Furthering AI research
As we build OLMo, we will make decisions that make the final model as usable and efficient as possible without sacrificing performance. Our aim is to make our model accessible to the full breadth of the AI research community, increasing the diversity of perspectives and pace of improvement in language model development. We will also build and release the most rigorously studied and documented model training dataset to date — this will include pretraining data, instruction data, and human interaction data.
Ethical and educational
With OLMo, we are taking a pragmatic approach to ethics and openness. We will lead with transparency by documenting the decisions, considerations, and trade-offs we make in considering the ethical and societal impacts of creating and releasing the OLMo model. Along the way, we will promote AI knowledge and understanding by sharing our progress, describing our challenges, and explaining our discoveries. The OLMo team is working closely with AI2’s legal department and outside legal experts and has included multiple checkpoints in the model-building process to assess and reassess privacy and intellectual property rights issues.
Partnerships and support
In addition to the collaboration on hardware and computing resources with AMD and LUMI, AI2 is partnering with organizations including Surge AI and MosaicML for data and training code. We have created an ethics review committee that includes both internal and external advisors to provide feedback throughout the process. The OLMo model and API will be a powerful new resource for the broader community to better understand and participate in the generative AI revolution. AI2 welcomes support and partnership from organizations aligned with our values of AI for the common good and invested in building responsible, beneficial artificial intelligence technologies — please let us know of your interest here.
“OLMo will be something special,” notes Noah Smith, also an OLMo project lead, a senior director of NLP Research at AI2, and a professor at the Allen School. “In a landscape where many are rushing to cash in on the business potential of generative language models, AI2 has the unique ability to bring our world-class expertise together with world-class hardware from AMD and LUMI to produce something explicitly designed for scientists and researchers to engage with, learn from, and use to create the next generation of safe, effective AI technologies.”

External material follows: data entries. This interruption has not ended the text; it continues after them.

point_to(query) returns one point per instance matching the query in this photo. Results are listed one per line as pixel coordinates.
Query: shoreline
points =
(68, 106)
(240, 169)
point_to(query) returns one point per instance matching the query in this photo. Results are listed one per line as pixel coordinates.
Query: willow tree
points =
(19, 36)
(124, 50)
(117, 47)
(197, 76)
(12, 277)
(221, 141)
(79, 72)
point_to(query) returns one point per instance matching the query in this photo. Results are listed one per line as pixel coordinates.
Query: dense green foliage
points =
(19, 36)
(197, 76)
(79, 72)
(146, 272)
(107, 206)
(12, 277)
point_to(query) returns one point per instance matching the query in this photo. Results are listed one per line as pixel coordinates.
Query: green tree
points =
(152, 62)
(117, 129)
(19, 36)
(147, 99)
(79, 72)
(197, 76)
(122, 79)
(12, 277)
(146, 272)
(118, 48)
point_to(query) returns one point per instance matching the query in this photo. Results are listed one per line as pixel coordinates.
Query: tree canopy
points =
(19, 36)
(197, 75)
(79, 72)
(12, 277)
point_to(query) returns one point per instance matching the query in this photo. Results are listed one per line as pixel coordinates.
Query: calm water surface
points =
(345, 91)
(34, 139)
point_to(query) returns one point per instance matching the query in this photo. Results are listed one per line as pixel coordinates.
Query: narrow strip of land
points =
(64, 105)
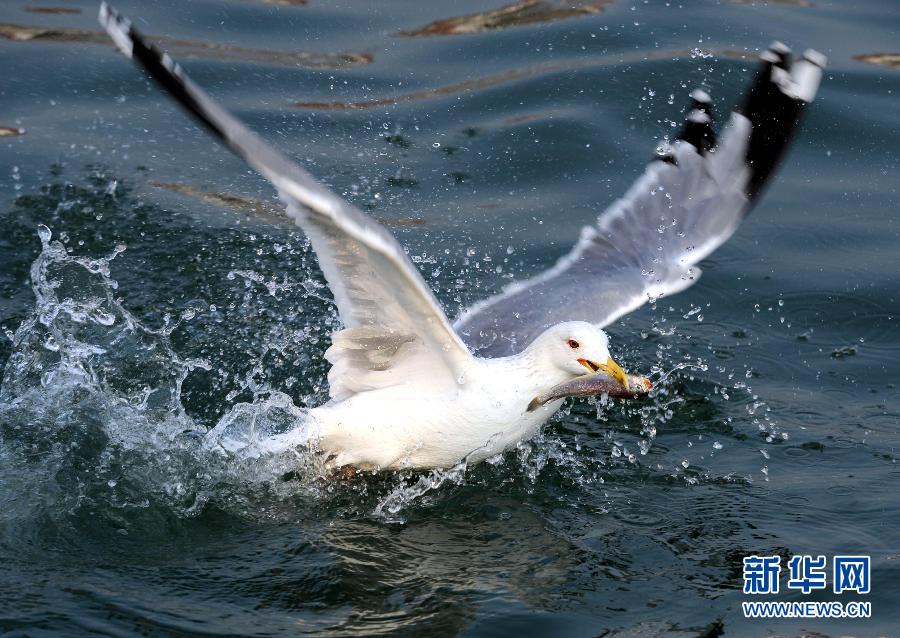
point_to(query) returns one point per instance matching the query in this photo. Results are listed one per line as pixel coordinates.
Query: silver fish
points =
(589, 385)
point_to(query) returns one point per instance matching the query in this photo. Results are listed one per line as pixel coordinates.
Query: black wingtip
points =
(156, 62)
(774, 105)
(698, 129)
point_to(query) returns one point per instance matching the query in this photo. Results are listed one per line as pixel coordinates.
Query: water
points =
(150, 293)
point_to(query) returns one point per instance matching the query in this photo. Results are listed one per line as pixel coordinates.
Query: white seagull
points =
(410, 389)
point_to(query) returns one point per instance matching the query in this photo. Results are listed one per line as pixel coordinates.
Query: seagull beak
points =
(610, 367)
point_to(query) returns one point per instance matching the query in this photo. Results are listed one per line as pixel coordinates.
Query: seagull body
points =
(408, 388)
(434, 420)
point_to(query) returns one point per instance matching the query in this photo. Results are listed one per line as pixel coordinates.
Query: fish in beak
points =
(610, 367)
(604, 378)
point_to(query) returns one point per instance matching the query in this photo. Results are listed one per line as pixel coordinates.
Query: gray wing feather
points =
(687, 203)
(373, 281)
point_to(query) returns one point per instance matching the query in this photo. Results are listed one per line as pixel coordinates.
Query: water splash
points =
(91, 408)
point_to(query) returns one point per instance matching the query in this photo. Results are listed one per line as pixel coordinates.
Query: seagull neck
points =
(534, 366)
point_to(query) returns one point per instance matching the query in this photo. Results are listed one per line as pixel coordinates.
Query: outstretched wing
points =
(687, 203)
(392, 320)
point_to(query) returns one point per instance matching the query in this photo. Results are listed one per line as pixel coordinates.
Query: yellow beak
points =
(610, 367)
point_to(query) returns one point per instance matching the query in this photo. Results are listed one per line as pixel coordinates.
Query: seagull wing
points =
(687, 203)
(394, 326)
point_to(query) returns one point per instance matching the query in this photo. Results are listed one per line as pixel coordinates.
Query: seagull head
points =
(577, 348)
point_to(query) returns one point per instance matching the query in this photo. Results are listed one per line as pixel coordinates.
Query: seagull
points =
(410, 389)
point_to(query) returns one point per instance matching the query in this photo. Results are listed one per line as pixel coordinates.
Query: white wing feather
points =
(391, 317)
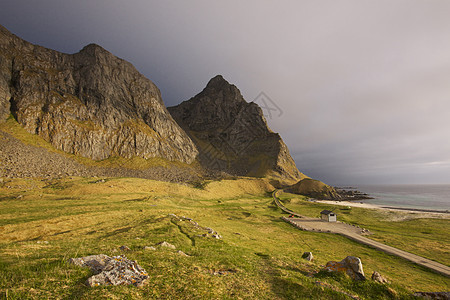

Pekka Manninen, Director of Science and Technology at CSC, adds: “Generative AI carries the potential of being the breakthrough technology of this decade, analogous to how search engines and smartphones penetrated our society in the previous decades. Open, transparent, and explainable LLMs are vital for the democratization of this technology. We are proud to be part of this collaboration for its great societal impact and technological ambition level, and happy that we can contribute to it with the LUMI supercomputer and our expertise. Supercomputers like LUMI can accelerate LLM training by an order of magnitude, and many other features of the LUMI infrastructure position it as a leading platform for natural language processing.”